Eulaly_de_baylaucq
Tout était allé trop vite pour qu'elle n'ait le temps de protester.
L'aurait-elle fait ? Peut-être bien si le ciel ne leur était pas tombé sur la tête.
Mais il n'aurait pas pris les brides alors et elle aurait continué à harceler les équidés pour se débarrasser au plus vite de son gonflant compagnon de route. Et lui ? Ben il aurait sûrement quitté les Flandres pour aller trouver du sel à Poitiers, ouvert une fromagerie à Fouillis-les-oies, maugréant contre le fait d'avoir perdu autant de temps pour suivre une jeune femme aussi caractérielle dans un comté aussi merdique.

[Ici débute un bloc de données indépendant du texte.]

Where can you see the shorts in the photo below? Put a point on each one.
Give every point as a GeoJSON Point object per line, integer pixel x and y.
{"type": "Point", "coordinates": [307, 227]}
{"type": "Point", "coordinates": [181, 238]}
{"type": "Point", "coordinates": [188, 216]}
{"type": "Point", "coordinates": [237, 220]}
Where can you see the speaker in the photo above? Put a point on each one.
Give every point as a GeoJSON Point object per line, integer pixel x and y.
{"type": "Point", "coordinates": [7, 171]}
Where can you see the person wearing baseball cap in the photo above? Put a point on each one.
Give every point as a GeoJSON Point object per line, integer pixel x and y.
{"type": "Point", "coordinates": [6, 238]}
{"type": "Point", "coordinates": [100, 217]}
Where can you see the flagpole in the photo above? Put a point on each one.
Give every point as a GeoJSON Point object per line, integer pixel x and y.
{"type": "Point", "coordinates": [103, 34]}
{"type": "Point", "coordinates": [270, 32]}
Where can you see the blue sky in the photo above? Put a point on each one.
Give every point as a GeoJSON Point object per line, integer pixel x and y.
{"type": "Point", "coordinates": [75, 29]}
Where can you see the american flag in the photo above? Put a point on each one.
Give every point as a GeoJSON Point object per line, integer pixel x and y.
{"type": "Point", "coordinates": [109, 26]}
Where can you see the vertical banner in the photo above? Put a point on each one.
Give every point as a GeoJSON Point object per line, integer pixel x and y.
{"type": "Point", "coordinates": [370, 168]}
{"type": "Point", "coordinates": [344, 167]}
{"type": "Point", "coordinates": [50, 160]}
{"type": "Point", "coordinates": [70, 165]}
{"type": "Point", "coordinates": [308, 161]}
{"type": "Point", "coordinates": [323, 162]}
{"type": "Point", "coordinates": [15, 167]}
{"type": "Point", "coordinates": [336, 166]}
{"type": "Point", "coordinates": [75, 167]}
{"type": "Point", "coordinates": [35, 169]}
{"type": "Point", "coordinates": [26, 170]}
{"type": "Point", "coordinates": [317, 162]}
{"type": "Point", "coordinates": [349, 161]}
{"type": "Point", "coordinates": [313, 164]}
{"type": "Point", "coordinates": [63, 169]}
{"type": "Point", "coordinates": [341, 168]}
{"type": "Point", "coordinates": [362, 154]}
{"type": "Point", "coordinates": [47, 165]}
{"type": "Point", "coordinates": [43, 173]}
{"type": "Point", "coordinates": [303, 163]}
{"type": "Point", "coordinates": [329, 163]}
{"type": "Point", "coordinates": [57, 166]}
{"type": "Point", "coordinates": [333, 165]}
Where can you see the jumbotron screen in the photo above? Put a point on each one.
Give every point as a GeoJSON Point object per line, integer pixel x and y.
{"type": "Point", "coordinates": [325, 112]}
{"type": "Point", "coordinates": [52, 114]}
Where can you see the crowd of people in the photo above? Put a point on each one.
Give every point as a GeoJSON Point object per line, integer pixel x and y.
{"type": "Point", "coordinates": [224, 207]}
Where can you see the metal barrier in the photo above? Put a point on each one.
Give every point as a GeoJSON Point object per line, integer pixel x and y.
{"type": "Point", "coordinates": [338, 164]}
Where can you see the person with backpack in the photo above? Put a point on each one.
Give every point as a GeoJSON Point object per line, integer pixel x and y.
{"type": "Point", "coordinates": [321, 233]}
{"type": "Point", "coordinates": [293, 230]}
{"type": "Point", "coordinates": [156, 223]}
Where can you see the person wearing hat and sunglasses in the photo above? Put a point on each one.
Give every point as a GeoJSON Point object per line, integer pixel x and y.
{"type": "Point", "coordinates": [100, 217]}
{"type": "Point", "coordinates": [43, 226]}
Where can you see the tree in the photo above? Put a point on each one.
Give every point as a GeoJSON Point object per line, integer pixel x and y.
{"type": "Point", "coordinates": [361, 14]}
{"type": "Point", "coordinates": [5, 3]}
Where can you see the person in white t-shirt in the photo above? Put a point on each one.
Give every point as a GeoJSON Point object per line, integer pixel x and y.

Son seyant sac de jute sur ses cheveux dégoulinants de pluie, grelottante, Eulaly n'avait pourtant désormais plus une once de colère.
Epuisée par ce qu'elle avait vécu en Artois, par le déménagement, par tous ces jours de voyage ininterrompus, par ces prises de becs avec le moine, agacée de l'absence de Vints, stupéfiée par la soudaine initiative charismatique de Toque, elle se laissa entraîner et accepta le sac de jute et l'invitation dans ses bras sans broncher. Curieusement, elle y trouva un réconfort physique et moral bienfaisants qu'elle apprécia sans se poser de questions.
Sous la pluie battante, pelotonnée contre lui pour trouver la chaleur dont elle avait besoin, ses yeux s'étaient fermés un instant et elle n'avait ni vu ni entendu passé le cavalier, ni même remarqué quoique ce soit au blêmissement du prêtre.
Elle trouvait désormais le moine moins gras que confortable, moins ennuyeux qu'apaisant et si les hallebardes glacées de ce déluge ne les transperçaient pas ainsi, elle se serait sans doute laisser ainsi glisser dans un inéluctable et calme sommeil. Mais elle repensa à ce put'ain de hollandais qu'avait osé la voir comme une vulgaire monnaie d'échange. Avait-elle l'air d'une de ces catins des ports dunkerquois ?!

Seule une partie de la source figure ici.